First, a significant percentage of the whole “super successful business tycoon” persona is Grade A Bullshit. Sure, he has some money; but not nearly as much as he pretends to have. His self-worth is inextricably bound to his net worth. And because money and success are the two most important things to him, he assumes they are the two most important things to everyone. One of the side effects of his raging insecurity-fueled self-love boner is a compulsive need to try to convince everyone of how rich and important he is. Unfortunately for everyone, that lasts a hell of a lot longer than four hours. “Trust me.”
Second, narcissists are incapable of sharing anything. Money. Power. Credit. Blame. You name it. When a business deal goes right, they’re self-made men—veritable business geniuses. But when deals go wrong, it’s some other idiot loser’s fault—and there’s no way in hell he’ll get left holding the bag.
Third, no matter what you do or how much you contribute, all of the money will be “his.” You’ll take what he gives you and you’ll like it. He’ll get the cake and you’ll get the crumbs. And you’d better not forget to be grateful.

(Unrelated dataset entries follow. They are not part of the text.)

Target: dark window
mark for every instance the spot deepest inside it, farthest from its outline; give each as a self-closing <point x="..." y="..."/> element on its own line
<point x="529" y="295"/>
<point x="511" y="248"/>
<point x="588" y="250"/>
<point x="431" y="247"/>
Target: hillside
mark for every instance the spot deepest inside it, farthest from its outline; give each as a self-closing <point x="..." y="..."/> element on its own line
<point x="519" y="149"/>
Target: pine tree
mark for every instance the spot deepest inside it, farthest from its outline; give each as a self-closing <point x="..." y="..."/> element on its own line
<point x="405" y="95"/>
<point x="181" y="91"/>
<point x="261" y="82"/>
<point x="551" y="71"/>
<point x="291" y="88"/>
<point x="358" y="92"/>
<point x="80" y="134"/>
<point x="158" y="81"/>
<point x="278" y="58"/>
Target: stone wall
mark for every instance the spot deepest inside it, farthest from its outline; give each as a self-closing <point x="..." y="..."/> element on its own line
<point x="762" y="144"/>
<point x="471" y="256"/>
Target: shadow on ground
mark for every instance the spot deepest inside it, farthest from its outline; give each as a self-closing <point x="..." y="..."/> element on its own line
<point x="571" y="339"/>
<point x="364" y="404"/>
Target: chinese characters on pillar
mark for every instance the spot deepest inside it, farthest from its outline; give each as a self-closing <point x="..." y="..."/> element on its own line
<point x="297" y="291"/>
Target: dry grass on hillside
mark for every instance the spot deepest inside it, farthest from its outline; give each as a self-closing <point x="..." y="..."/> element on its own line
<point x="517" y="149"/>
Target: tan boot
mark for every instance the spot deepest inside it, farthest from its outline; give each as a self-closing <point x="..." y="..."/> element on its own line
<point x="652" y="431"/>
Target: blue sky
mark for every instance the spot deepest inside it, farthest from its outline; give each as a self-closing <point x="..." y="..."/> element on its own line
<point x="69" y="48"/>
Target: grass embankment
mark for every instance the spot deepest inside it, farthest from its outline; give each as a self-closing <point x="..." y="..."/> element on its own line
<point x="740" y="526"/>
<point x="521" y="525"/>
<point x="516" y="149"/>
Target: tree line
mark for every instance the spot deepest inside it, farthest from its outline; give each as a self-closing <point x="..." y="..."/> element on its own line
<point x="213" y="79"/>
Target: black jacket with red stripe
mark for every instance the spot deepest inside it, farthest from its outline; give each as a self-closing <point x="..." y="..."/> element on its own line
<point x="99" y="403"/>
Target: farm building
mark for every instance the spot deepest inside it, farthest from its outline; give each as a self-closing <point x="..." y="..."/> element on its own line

Even if you think you can live with all of the above, I hate to break it to you, but your relationship will still fail, anyway. Why? Because he will not stay interested in you. His disorder forces him to always need a new “sale.” Once he has you, you are no longer interesting to him.
He knows that the longer you’re around him, the more you’ll see through his bullshit. He cannot look at you knowing that you know that he’s not all that he pretends to be. His insecurity can’t handle that. And the longer he’s around you, the more real you become to him. He doesn’t want “real” he wants “perfect.”
So, let’s review: The money and success? Smoke and mirrors. The promises of a great life? He’s talking about his own life, not yours. The declarations of eternal love? Again, the only relationship of his that will last a lifetime is the one he has with himself.
With all of those reasons to commit to him totally debunked, there’s only one left. It’s superficial, but yours wouldn’t be the first marriage based on it; and it’s subjective, so that means only you can size it up: I guess you could marry him for his looks?
*I’d say “he suffers from narcissistic personality disorder,” but let’s be honest—when it comes to his disorder, it’s everyone around him that suffers.